You can only ground one (image, query) pair at a time, which is painful when you're scanning a lot of
frames or running several prompts per image.
The good news: the underlying Qwen2 LM and the vision encoder are perfectly batch-safe — the batch==1
lock lives only in the hand-rolled multi-token-prediction (MTP) decode loop. So I wrote a faithful
batched fork of that loop and packaged it:
👉 GitHub: https://github.com/liuwang97/LocateAnything-3B-batch (MIT)
from locateanything_batch import load, generate_batch, load_pil
load()
img = load_pil("photo.jpg")
[answer] = generate_batch([(img, "a dog")]) # ... <box><312><144><688><902></box> ...
# or many at once — heterogeneous images & prompts in one call:
generate_batch([(img1, "a dog"), (img2, "a red car"), (img1, "a bicycle")])
What it does
- True batching over an arbitrary list of (image, query) pairs.
- KV-cache + vision reuse: for the same image with multiple prompts, the prefill KV cache and
the[image + instruction]vision encode are computed once and forked across queries — only the
differing query tails + decode are batched. The decode keeps the model's own MTP KV cache per step. - Numerically exact: under greedy decoding it is token-identical to the stock
batch=1path.
Is it actually equivalent? Yes — and it's tested
The whole point is to be a drop-in speedup, not a different model. The correctness gate runs 5 tiers
(B=1 vs stock generate; identical rows; same image / different prompts in both orders; different
images & lengths; ragged mixed batches) and checks the batched output is token-for-token identical to
both the stock generate and per-pair single runs:
12 / 12 checks pass, 0 fail at greedy (
rp=1.0) — bit-exact box decode.
(Under repetition_penalty=1.15 a few drop to "box Δ ≤ 8/1000" — that's just bf16 batched-GEMM
non-associativity flipping a tight argmax; greedy is the exact-equivalence guarantee.)
Speed (RTX 5070 Ti / sm_120)
- Batched vision encode: 2.6–3×, bit-identical to per-image (
max|Δ| = 0.00e+00), flat VRAM. - Batched shared-prefix prefill: ~3.6× (the tiny image+instruction prefix is GPU-starved at batch=1).
- End-to-end batched pipeline: ~2.7× vs serial.
- Real production scan: 61.3 ms/frame · 16.3 frame/s at batch≈32 over 49,016 frames
(vs ~430 ms/frame single-image baseline).
Each optimization is an independent env-var toggle, all on by default.
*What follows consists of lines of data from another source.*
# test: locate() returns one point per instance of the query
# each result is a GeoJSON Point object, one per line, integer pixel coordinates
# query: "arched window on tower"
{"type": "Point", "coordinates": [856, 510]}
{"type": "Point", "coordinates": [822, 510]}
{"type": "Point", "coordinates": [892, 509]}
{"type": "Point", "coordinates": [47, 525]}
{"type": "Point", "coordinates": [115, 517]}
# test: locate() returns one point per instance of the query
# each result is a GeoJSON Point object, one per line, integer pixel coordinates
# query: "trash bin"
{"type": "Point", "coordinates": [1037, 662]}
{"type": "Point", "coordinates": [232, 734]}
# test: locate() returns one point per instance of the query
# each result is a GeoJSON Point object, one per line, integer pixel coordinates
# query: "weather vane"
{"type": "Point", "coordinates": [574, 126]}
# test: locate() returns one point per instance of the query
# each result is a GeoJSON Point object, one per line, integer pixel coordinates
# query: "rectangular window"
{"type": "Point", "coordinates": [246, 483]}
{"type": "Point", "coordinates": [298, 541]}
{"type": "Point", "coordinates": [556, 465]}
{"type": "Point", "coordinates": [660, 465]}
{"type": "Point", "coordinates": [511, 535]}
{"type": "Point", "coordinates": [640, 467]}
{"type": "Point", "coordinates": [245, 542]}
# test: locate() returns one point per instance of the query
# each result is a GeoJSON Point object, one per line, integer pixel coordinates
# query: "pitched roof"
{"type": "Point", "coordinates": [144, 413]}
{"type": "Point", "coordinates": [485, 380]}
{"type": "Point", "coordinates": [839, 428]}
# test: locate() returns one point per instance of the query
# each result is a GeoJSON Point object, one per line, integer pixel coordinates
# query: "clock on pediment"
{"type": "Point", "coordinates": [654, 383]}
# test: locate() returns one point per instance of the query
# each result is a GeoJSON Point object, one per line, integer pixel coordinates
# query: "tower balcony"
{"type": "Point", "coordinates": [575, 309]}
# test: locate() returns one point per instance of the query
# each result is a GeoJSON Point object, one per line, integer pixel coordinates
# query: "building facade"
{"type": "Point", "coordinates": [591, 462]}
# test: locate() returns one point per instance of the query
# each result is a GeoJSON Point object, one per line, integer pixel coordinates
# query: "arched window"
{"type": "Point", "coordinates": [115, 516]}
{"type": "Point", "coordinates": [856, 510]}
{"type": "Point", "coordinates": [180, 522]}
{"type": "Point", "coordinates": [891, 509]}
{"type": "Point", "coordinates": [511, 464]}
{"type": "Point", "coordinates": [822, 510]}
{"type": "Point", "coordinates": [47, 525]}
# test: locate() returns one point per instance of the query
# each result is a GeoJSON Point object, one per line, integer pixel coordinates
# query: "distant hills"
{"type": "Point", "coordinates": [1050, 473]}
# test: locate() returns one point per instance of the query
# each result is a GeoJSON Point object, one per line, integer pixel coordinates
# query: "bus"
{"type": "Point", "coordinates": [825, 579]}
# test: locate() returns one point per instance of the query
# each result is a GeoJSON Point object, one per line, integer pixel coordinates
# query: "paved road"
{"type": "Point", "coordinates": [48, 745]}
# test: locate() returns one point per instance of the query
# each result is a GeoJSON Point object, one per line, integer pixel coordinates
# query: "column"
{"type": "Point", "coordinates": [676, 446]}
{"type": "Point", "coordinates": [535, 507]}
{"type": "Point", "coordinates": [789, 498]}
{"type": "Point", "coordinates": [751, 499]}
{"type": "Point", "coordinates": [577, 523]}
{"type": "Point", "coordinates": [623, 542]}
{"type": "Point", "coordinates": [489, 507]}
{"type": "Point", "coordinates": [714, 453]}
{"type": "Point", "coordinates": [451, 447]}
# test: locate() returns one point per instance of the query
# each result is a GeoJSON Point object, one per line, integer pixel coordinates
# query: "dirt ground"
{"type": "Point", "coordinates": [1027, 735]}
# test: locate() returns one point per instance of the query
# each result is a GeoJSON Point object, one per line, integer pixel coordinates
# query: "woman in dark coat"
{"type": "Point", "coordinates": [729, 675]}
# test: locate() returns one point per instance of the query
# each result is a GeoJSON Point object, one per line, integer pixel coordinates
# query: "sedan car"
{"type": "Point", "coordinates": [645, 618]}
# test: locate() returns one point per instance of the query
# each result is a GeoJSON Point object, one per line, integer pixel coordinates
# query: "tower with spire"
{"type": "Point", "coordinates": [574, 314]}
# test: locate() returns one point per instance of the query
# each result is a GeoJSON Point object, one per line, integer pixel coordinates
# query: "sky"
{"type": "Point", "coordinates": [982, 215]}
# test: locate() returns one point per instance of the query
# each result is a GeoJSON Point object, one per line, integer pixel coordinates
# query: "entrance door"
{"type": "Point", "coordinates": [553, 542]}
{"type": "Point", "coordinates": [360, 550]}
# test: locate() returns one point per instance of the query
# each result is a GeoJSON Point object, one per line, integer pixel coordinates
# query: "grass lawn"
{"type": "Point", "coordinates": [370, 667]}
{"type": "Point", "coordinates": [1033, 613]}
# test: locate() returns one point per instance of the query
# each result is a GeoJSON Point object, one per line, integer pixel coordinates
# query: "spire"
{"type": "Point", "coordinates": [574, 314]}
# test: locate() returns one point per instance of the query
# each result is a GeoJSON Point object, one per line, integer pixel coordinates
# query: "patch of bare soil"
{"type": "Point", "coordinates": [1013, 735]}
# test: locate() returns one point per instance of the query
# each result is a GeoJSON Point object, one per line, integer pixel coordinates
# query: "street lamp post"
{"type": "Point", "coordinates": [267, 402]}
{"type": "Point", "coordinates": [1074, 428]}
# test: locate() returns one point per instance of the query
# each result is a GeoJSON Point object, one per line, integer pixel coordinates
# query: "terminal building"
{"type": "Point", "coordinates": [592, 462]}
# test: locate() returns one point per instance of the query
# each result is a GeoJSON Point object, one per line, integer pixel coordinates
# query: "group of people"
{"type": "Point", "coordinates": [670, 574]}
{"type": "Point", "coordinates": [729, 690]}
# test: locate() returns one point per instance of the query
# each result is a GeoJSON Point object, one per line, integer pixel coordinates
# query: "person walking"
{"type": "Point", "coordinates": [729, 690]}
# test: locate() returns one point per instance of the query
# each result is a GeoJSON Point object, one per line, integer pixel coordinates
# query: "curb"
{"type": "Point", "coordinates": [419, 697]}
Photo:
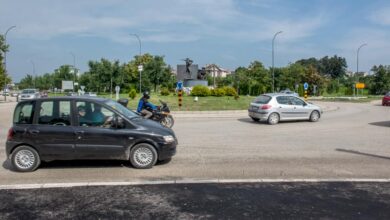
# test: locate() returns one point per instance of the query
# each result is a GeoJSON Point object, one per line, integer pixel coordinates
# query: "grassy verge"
{"type": "Point", "coordinates": [212, 103]}
{"type": "Point", "coordinates": [203, 104]}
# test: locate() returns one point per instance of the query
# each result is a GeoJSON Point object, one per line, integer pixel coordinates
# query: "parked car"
{"type": "Point", "coordinates": [78, 128]}
{"type": "Point", "coordinates": [27, 94]}
{"type": "Point", "coordinates": [277, 107]}
{"type": "Point", "coordinates": [386, 99]}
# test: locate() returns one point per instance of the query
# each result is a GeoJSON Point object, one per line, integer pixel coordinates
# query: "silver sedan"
{"type": "Point", "coordinates": [275, 107]}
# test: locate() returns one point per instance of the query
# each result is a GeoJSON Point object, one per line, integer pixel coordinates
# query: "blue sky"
{"type": "Point", "coordinates": [230, 33]}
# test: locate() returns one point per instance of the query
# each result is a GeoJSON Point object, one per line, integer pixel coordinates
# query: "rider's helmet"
{"type": "Point", "coordinates": [146, 95]}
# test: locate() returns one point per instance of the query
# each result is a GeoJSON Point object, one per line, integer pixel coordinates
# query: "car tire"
{"type": "Point", "coordinates": [25, 159]}
{"type": "Point", "coordinates": [314, 116]}
{"type": "Point", "coordinates": [143, 156]}
{"type": "Point", "coordinates": [273, 118]}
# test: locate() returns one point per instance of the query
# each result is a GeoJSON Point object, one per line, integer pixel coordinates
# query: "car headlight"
{"type": "Point", "coordinates": [169, 139]}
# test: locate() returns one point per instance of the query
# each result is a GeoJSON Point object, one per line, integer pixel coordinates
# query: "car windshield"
{"type": "Point", "coordinates": [263, 99]}
{"type": "Point", "coordinates": [125, 111]}
{"type": "Point", "coordinates": [28, 91]}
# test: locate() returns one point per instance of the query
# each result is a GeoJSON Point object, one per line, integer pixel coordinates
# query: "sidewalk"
{"type": "Point", "coordinates": [326, 107]}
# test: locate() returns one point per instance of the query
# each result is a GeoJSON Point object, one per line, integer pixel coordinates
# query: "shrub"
{"type": "Point", "coordinates": [164, 91]}
{"type": "Point", "coordinates": [230, 91]}
{"type": "Point", "coordinates": [219, 92]}
{"type": "Point", "coordinates": [200, 90]}
{"type": "Point", "coordinates": [132, 93]}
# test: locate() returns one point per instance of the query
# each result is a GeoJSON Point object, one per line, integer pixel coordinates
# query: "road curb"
{"type": "Point", "coordinates": [187, 181]}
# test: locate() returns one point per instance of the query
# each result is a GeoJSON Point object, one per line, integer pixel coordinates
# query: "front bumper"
{"type": "Point", "coordinates": [166, 150]}
{"type": "Point", "coordinates": [262, 115]}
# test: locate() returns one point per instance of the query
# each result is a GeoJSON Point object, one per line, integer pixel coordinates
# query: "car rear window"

There's abench_equivalence.py so you can reproduce the gate + throughput on your own GPU.
Thank you for this brilliant contribution and to the open-source community for the support! @Liuwang971 The ~2.7x speedup from batched inference and KV-caching is stunning. This is a very important feature, and I plan to review the code soon to consider incorporating it into the official repo. Outstanding work!